3.6 Tumor immunoassay
We used the cibersort algorithm to process ACRG data to examine the relationship between risk score and tumor immunity. The percentages of immune cell types in the low-risk and high-risk groups of the training data set are shown in Fig. 7A. When we performed immune cell type-specific analysis, we found that low-risk patients showed higher levels of dendritic cell activtied. High-risk patients showed higher levels of B cell naive, T cell CD4 naive, and T cell gamma delta (Fig. 7B). We also show the correlation between immune cell types and ARGs (Fig. 7C).

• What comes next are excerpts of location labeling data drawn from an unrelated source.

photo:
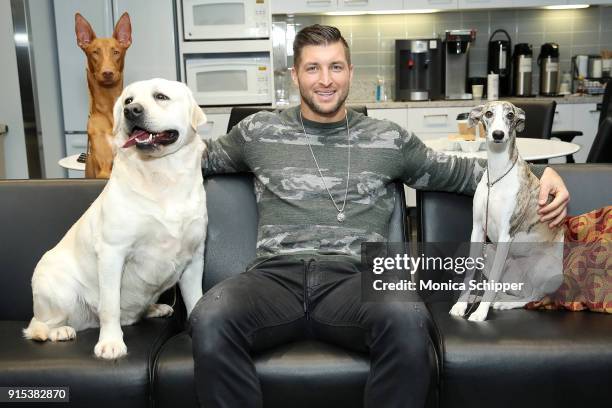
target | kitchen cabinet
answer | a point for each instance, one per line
(370, 5)
(303, 6)
(480, 4)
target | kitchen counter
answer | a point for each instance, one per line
(436, 104)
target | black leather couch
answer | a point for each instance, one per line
(521, 358)
(517, 358)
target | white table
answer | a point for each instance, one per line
(529, 149)
(71, 163)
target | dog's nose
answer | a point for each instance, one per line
(498, 134)
(133, 111)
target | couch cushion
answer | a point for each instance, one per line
(92, 382)
(307, 373)
(523, 358)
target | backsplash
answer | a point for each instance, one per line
(372, 37)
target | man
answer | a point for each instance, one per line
(323, 181)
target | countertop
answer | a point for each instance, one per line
(434, 104)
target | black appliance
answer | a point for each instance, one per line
(499, 60)
(418, 69)
(456, 62)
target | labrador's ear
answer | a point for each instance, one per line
(520, 119)
(475, 115)
(197, 115)
(84, 32)
(117, 116)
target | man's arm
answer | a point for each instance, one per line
(225, 154)
(424, 168)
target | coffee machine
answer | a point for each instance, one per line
(456, 48)
(418, 69)
(498, 61)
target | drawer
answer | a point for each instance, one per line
(563, 119)
(398, 116)
(436, 120)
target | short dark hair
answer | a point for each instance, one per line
(317, 34)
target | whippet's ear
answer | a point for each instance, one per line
(475, 115)
(123, 30)
(520, 119)
(197, 115)
(83, 30)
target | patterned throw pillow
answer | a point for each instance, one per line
(587, 265)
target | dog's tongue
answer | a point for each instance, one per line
(138, 136)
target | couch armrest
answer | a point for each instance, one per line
(34, 215)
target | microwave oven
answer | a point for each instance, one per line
(226, 19)
(230, 79)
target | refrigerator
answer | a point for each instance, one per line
(153, 54)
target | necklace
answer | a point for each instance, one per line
(484, 243)
(341, 216)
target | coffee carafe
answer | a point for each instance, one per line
(521, 68)
(548, 60)
(499, 60)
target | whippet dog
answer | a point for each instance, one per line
(505, 209)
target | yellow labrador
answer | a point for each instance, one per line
(144, 233)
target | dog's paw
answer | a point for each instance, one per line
(110, 349)
(458, 309)
(159, 310)
(480, 315)
(508, 305)
(62, 333)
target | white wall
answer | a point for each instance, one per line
(45, 77)
(15, 160)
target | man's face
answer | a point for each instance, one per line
(323, 77)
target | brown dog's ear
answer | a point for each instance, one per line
(84, 32)
(475, 115)
(520, 119)
(123, 30)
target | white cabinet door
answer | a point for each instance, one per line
(478, 4)
(153, 50)
(73, 79)
(399, 116)
(303, 6)
(538, 3)
(586, 119)
(370, 5)
(430, 4)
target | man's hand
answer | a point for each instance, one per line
(555, 211)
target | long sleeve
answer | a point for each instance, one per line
(226, 154)
(424, 168)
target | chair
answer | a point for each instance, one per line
(601, 150)
(605, 111)
(240, 112)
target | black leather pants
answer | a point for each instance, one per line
(285, 299)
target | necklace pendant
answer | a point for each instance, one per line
(341, 217)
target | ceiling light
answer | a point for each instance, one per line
(424, 11)
(566, 7)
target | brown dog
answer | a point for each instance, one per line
(105, 57)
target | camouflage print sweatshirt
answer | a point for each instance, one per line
(296, 214)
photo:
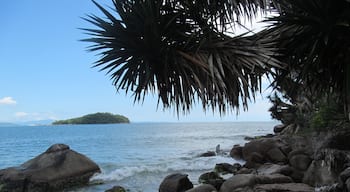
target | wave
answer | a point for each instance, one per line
(182, 165)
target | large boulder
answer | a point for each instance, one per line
(285, 187)
(236, 152)
(57, 168)
(250, 180)
(116, 189)
(203, 188)
(300, 162)
(211, 178)
(176, 182)
(279, 128)
(263, 150)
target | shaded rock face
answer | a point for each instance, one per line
(236, 152)
(203, 188)
(278, 128)
(285, 187)
(175, 183)
(250, 180)
(263, 150)
(56, 169)
(211, 178)
(116, 189)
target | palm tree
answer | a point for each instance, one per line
(313, 39)
(181, 50)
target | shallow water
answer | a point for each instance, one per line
(136, 156)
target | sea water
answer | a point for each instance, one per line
(136, 156)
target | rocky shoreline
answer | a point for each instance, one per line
(284, 161)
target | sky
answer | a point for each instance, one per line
(46, 72)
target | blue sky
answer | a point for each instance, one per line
(45, 71)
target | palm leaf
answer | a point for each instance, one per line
(162, 47)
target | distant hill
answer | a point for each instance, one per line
(96, 118)
(3, 124)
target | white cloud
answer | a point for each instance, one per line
(7, 101)
(34, 116)
(21, 114)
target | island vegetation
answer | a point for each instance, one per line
(189, 52)
(96, 118)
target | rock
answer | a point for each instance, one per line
(225, 168)
(319, 174)
(254, 160)
(256, 151)
(208, 154)
(116, 189)
(275, 155)
(211, 178)
(300, 162)
(250, 180)
(236, 152)
(175, 183)
(347, 184)
(237, 166)
(285, 187)
(203, 188)
(56, 169)
(269, 168)
(238, 181)
(245, 170)
(278, 128)
(344, 175)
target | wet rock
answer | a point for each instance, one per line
(211, 178)
(319, 174)
(285, 187)
(300, 161)
(278, 128)
(56, 169)
(245, 170)
(175, 183)
(344, 175)
(208, 154)
(236, 152)
(250, 180)
(203, 188)
(258, 151)
(269, 168)
(116, 189)
(275, 155)
(225, 168)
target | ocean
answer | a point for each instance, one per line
(136, 156)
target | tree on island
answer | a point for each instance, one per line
(185, 51)
(96, 118)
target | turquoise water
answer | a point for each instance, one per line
(136, 156)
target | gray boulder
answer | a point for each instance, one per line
(279, 128)
(250, 180)
(116, 189)
(236, 152)
(56, 169)
(211, 178)
(175, 183)
(300, 161)
(285, 187)
(203, 188)
(261, 150)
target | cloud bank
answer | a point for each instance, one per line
(7, 101)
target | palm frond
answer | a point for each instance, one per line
(159, 46)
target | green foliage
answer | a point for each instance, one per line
(178, 50)
(96, 118)
(326, 116)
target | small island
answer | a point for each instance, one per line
(96, 118)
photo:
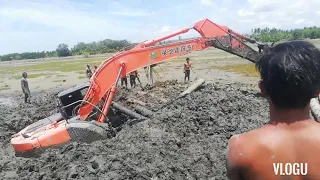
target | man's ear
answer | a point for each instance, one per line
(262, 88)
(317, 93)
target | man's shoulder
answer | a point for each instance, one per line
(244, 142)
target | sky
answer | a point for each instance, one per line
(37, 25)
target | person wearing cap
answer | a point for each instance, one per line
(25, 87)
(88, 72)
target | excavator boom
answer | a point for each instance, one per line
(58, 129)
(148, 53)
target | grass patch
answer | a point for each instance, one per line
(62, 66)
(30, 76)
(244, 69)
(82, 77)
(58, 80)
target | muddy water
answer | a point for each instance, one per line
(186, 139)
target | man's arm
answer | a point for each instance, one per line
(235, 160)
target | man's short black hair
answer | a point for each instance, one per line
(290, 73)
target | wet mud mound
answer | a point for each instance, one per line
(185, 140)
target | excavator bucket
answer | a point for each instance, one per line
(54, 131)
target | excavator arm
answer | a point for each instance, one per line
(104, 82)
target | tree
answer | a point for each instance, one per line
(63, 50)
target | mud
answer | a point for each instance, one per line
(185, 140)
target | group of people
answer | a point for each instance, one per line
(132, 76)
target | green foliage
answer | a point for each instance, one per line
(85, 49)
(274, 35)
(28, 55)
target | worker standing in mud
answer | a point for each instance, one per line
(124, 81)
(95, 68)
(25, 87)
(290, 78)
(186, 69)
(88, 72)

3.7 Independent prognostic value of risk model and ARG nomogram
Further evaluate the prognostic value of the risk model. We analyzed the AUC (area under the curve) of the risk score, age, gender, stage, T, M, and N training cohorts as 0.709, 0.529, 0.501, 0.443, 0.699, 0.734, and 0.587, respectively (Fig. 8A). Then, we validated the above risk factors in the validation cohort and found that the AUC (area under the curve) of the training cohort with risk score, age, gender, staging, T, M, and N in the validation set were 0.573, 0.613, 0.47, 0.593, They are 0.556, 0.516 and 0.596 respectively (Fig. 8B). We found that the risk scoring model we established has good independent prognostic value. In order to better predict the prognosis of GC patients, we established a nomogram model (Fig. 8C) based on OS-related variables (age, gender, grade, stage, T, M, N, and risk score) in the ACRG database., We used the ROC curve of the training cohort to evaluate the prognostic value of the nomogram model, and found that the AUC of 1-year, 3-year, and 5-year in the training cohort were 0.81,0.806, 0.792. (Fig. 8D)
3.8 Predictive performance and clinical applicability evaluation of ARG nomogram
In order to further evaluate the predictive performance and clinical applicability of the prognostic nomogram, calibration curve and decision curve analysis (DCA) were performed. The calibration curve of the nomogram has good consistency in the training set (Fig. 9A-C). In addition, DCA confirmed our expectations, indicating that the combined nomogram model has the highest predicted net income compared with the TNM staging system (Fig. 9D-F).